Recuerdo claramente el menú. Sopa de sémola con carne, arroz con croquetas de atún y ensalada fresca, una manzana o naranja y toda el agua de cebada que pudieras tomar. A solo diez céntimos por derecho de cubiertos; gratis si llevabas los tuyos desde la casa. Y luego a pasear en el burro, esos buses enormes que se daban un vueltón por todo el campus antes de salir por las avenidas Universitaria o Venezuela para hacer sus recorridos. Valía la pena tirarse una clasecita de la Cato por echarse a dormir mientras el burro daba vueltas.

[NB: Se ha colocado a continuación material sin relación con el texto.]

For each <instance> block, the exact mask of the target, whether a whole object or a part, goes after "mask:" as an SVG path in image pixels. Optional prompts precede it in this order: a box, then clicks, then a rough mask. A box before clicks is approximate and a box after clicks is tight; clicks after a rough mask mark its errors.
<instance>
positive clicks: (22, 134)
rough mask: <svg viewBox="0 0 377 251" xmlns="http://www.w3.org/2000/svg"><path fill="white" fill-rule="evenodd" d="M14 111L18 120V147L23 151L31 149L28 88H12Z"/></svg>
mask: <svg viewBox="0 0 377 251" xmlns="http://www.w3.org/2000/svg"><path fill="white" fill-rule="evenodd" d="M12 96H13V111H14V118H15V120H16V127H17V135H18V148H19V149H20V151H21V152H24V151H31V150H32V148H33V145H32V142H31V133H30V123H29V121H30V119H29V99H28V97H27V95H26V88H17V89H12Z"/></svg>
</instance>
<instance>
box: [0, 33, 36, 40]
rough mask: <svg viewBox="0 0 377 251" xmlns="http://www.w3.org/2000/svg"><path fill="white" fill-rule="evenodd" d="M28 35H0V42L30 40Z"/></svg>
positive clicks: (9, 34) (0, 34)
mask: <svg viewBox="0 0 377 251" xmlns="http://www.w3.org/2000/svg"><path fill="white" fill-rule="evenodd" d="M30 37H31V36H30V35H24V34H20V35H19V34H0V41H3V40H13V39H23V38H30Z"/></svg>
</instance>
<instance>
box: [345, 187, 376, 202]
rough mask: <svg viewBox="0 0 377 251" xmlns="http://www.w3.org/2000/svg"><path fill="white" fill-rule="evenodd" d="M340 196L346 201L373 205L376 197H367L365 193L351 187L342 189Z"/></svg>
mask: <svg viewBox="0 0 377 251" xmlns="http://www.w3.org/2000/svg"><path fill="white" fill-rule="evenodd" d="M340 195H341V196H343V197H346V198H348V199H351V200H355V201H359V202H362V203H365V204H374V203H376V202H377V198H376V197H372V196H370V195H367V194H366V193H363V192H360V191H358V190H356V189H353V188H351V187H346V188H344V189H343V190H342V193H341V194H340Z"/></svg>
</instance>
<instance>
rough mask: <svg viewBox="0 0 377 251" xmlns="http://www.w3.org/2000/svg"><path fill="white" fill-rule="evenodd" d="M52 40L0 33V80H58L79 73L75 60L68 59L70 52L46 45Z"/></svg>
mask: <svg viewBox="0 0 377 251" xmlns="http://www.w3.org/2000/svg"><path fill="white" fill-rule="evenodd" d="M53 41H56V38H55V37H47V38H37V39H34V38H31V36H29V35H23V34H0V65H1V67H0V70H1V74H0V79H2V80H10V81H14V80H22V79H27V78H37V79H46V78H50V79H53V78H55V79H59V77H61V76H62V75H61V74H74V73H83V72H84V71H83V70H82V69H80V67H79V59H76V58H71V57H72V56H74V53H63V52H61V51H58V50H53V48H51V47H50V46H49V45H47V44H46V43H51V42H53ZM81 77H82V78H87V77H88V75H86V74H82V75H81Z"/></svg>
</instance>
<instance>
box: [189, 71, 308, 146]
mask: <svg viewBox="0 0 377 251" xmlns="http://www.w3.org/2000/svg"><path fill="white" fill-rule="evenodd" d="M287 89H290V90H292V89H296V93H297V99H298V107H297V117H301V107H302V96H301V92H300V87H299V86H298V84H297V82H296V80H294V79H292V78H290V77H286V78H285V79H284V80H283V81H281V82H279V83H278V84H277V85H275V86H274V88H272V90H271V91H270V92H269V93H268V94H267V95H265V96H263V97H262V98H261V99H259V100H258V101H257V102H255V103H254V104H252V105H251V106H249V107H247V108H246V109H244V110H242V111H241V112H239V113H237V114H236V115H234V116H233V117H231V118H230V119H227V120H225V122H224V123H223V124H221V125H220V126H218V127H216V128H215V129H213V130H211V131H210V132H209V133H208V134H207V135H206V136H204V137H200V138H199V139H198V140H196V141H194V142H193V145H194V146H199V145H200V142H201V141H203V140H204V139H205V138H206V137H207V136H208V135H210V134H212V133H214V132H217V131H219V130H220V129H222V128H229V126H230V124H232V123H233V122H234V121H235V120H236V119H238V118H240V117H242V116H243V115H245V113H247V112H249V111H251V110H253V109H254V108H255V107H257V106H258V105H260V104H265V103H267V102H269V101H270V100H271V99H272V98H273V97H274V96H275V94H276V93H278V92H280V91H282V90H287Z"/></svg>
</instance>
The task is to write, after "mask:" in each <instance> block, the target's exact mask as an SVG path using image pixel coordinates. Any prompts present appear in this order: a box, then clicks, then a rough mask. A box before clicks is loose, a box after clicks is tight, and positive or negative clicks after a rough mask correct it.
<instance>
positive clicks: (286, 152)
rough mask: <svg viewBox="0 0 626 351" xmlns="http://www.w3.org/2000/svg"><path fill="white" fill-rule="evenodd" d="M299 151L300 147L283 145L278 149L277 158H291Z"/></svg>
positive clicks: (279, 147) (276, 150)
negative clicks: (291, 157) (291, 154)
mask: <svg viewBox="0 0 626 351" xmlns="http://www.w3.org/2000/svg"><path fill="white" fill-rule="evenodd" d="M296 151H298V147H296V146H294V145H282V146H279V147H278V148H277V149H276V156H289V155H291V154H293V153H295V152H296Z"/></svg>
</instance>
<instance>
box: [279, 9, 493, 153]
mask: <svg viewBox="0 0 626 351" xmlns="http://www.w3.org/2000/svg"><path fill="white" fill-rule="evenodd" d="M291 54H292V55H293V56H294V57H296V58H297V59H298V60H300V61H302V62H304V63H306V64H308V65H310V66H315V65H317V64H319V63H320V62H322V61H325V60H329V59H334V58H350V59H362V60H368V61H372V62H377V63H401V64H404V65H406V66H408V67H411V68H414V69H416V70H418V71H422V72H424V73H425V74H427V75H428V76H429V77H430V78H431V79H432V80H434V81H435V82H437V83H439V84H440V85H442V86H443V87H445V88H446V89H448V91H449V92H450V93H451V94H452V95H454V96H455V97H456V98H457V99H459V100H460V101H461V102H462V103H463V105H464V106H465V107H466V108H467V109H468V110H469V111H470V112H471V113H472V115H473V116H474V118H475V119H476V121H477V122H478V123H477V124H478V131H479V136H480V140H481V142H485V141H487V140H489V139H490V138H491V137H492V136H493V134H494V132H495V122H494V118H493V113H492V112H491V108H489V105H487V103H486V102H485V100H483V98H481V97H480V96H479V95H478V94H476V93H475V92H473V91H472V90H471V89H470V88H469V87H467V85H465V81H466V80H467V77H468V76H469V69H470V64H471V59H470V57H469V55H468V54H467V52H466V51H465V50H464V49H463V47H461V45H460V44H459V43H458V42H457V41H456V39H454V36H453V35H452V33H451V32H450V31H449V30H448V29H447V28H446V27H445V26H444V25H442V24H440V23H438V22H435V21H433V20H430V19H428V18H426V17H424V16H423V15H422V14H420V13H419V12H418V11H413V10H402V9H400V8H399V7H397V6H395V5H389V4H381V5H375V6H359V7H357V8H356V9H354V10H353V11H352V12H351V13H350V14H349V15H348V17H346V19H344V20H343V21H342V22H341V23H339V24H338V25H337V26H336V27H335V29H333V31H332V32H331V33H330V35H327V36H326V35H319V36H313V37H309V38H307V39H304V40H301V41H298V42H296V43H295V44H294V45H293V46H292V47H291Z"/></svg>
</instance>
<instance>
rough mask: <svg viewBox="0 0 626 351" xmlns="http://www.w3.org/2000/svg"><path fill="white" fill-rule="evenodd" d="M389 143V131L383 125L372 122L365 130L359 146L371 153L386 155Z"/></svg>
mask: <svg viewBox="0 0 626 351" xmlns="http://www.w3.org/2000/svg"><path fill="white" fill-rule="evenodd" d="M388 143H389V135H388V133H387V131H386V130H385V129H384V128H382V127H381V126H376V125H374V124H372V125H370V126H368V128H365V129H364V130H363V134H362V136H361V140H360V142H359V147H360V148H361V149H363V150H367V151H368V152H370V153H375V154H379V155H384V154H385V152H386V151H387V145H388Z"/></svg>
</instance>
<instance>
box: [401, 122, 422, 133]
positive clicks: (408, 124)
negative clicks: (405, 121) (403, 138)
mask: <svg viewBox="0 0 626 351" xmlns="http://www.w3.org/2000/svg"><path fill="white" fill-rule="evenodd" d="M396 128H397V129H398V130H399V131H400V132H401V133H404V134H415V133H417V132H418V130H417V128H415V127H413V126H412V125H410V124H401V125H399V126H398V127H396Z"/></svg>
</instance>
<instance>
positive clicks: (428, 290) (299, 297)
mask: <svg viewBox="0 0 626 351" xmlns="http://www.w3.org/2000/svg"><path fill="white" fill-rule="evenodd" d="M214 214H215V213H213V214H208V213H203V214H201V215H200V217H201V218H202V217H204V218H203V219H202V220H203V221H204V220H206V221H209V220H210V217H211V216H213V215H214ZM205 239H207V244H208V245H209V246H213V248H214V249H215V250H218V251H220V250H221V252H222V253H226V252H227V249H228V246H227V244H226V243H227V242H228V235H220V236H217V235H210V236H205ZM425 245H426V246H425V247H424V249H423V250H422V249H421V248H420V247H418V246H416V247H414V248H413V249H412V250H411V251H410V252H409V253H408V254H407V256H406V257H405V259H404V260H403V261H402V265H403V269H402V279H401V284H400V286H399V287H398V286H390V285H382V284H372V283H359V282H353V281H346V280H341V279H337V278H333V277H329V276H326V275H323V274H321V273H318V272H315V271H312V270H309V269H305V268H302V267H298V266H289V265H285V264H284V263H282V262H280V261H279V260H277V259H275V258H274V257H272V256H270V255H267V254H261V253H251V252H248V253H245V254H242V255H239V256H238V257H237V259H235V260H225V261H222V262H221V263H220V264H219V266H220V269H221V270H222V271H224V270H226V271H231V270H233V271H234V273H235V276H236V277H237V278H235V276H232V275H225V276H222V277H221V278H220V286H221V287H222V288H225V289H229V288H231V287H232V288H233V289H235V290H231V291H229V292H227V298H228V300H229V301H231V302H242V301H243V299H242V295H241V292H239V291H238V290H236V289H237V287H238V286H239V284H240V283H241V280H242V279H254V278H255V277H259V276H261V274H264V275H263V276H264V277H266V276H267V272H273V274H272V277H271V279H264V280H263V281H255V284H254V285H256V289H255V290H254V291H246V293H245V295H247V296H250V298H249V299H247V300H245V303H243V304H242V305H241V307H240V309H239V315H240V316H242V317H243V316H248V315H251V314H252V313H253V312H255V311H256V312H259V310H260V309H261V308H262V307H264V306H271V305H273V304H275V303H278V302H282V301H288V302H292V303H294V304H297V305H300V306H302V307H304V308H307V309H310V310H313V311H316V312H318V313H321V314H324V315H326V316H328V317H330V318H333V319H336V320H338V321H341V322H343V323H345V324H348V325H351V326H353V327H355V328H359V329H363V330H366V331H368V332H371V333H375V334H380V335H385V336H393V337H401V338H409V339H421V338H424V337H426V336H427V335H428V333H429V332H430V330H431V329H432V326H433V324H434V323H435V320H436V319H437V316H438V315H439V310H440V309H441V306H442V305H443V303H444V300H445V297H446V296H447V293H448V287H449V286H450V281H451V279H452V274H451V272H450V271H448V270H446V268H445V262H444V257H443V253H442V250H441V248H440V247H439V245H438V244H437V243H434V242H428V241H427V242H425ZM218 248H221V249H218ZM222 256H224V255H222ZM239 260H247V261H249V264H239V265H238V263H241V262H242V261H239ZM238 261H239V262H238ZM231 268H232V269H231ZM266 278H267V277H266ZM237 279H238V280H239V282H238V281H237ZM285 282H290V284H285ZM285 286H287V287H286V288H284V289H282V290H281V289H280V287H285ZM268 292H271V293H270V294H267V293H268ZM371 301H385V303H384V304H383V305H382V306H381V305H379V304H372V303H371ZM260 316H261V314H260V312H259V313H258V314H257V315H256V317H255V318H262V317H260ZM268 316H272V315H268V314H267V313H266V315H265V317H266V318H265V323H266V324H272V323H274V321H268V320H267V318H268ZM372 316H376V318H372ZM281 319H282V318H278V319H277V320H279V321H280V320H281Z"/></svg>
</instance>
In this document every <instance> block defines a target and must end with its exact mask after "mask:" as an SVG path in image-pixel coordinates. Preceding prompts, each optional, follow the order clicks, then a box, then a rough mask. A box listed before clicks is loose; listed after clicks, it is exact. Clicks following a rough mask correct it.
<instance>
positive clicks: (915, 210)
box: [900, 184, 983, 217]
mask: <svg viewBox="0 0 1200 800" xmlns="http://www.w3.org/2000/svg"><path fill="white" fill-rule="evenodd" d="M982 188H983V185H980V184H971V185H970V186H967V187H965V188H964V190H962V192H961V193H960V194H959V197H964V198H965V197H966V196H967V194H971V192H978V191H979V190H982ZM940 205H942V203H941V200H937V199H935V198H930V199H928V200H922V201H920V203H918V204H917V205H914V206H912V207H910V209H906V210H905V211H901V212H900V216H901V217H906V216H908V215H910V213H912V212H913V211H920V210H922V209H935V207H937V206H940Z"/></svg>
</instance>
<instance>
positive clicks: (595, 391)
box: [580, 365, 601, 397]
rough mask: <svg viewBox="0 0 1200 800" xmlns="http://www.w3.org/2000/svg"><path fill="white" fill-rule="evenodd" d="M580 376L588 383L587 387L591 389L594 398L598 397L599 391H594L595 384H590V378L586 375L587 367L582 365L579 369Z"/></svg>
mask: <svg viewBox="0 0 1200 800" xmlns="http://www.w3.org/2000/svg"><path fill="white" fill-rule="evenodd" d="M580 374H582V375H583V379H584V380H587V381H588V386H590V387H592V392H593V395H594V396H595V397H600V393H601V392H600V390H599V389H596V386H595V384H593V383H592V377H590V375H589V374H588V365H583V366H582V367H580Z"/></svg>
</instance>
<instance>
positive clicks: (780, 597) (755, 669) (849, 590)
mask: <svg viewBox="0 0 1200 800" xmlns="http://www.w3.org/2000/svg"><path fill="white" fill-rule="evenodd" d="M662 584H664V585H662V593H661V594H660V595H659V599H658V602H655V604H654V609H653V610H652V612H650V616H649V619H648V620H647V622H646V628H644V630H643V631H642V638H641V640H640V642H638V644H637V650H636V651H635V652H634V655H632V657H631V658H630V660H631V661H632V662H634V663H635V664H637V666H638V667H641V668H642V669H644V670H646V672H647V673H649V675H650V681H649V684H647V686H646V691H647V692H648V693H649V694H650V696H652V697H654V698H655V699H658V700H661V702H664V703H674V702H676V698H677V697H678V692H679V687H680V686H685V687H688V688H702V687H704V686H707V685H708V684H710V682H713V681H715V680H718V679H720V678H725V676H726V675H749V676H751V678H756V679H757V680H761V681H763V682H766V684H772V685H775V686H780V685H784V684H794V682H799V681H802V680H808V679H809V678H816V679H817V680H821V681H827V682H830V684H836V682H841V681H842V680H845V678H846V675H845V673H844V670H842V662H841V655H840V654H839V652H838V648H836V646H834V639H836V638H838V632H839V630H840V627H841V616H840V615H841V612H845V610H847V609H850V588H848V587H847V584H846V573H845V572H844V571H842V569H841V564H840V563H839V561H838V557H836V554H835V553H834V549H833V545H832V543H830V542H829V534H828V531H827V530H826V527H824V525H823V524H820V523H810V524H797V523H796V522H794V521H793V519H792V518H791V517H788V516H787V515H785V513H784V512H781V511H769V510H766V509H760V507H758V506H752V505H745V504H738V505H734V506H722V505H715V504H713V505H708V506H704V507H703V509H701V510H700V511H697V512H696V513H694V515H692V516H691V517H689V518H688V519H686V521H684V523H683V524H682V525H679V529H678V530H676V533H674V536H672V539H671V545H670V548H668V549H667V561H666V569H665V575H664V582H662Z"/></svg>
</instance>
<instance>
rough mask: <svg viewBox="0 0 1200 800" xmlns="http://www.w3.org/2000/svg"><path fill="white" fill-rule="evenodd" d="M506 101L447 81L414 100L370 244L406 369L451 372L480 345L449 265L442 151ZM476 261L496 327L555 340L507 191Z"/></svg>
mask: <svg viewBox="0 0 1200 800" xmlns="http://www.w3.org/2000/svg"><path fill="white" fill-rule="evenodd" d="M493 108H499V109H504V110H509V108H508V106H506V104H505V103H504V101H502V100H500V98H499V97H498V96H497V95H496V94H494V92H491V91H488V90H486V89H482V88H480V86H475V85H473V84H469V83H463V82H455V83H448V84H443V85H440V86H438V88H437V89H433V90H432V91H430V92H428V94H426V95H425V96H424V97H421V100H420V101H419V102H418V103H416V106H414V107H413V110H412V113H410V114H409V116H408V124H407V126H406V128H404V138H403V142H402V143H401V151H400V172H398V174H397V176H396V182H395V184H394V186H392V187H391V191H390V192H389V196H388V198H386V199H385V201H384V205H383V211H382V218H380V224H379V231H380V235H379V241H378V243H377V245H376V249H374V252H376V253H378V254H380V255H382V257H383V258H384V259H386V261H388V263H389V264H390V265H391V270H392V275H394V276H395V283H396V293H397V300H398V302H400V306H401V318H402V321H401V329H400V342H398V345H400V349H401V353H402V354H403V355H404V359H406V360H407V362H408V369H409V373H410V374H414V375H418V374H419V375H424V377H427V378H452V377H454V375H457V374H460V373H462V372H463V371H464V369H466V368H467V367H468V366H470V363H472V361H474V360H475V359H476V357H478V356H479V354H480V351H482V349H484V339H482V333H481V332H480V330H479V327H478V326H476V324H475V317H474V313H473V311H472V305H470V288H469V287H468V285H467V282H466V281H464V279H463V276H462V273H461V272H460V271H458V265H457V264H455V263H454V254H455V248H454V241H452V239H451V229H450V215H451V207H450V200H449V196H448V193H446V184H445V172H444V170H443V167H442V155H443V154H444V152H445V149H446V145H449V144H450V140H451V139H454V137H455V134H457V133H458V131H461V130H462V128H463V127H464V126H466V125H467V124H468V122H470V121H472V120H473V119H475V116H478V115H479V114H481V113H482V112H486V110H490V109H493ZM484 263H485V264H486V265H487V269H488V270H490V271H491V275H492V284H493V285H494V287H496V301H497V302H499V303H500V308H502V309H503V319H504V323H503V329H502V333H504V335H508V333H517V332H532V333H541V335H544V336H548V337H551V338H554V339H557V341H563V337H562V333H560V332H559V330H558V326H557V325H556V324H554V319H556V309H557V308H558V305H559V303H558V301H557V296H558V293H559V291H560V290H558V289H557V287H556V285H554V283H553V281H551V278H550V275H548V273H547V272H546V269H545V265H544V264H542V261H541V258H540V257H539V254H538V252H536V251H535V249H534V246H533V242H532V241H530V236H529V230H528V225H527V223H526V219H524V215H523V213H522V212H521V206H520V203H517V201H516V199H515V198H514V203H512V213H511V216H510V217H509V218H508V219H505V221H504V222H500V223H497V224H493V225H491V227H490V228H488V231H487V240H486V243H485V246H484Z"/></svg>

Ni leerme los Siete Ensayos de Mariátegui, o El Otro Sendero, de de Soto, me hizo quitarme aunque sea un poquito la venda de los ojos como mis dos primeros años en San Marcos. Aprenderme de memoria Flor de Retama, mientras oíamos un casette de Manuelcha tirados todos en los jardines a la espalda del venerable estadio, cansados y sudados luego de meternos a robar caihuas a una chacra que alguien tenía justo al pie de la huaca. Subirme agarrado de pies y manos a su terracota para ver desde arriba la más espectacular puesta del sol sobre el Callao, antes de que los vigías del Hospital Naval te bajen de dos carajos y haciendo como que van a agarrar su fusil por estar donde se suponía que no debíamos.

Fueron buenos años los de San Marcos. Mi San Marcos, porque siempre lo sentí mío aunque a veces me haya visto más como visitante que como alumno. Ni él ni yo nos la acabamos de creer mucho hasta que vimos la placa con mi nombre en letras doradas bien clavada en la pared, junto el salón donde alguna vez dejé mi nombre escrito con lapicero, y que ya no está, cambiada por una nueva y moderna mesa de melamine.

¿Se dan cuenta de que nadie le dice Universidad de San Marcos? Es San Marcos, no más. No necesita más. ¿Cuántos pueden darse ese lujo? Decana de las Américas, que acaba de marcarse 464 años en su calendario, fundada como Real Convictorio de San Carlos, y que dio buenos hijos que hasta se batieron como el más bravo en las trincheras de Miraflores durante la Guerra del Pacífico, profesores y alumnos juntos en la clase final.

Porque así es mi universidad. Lo mejor, lo más valioso, lo que te hace el hombre y el profesional que eres y que quieres ser, no lo aprendes dentro del salón. Pero sí en San Marcos.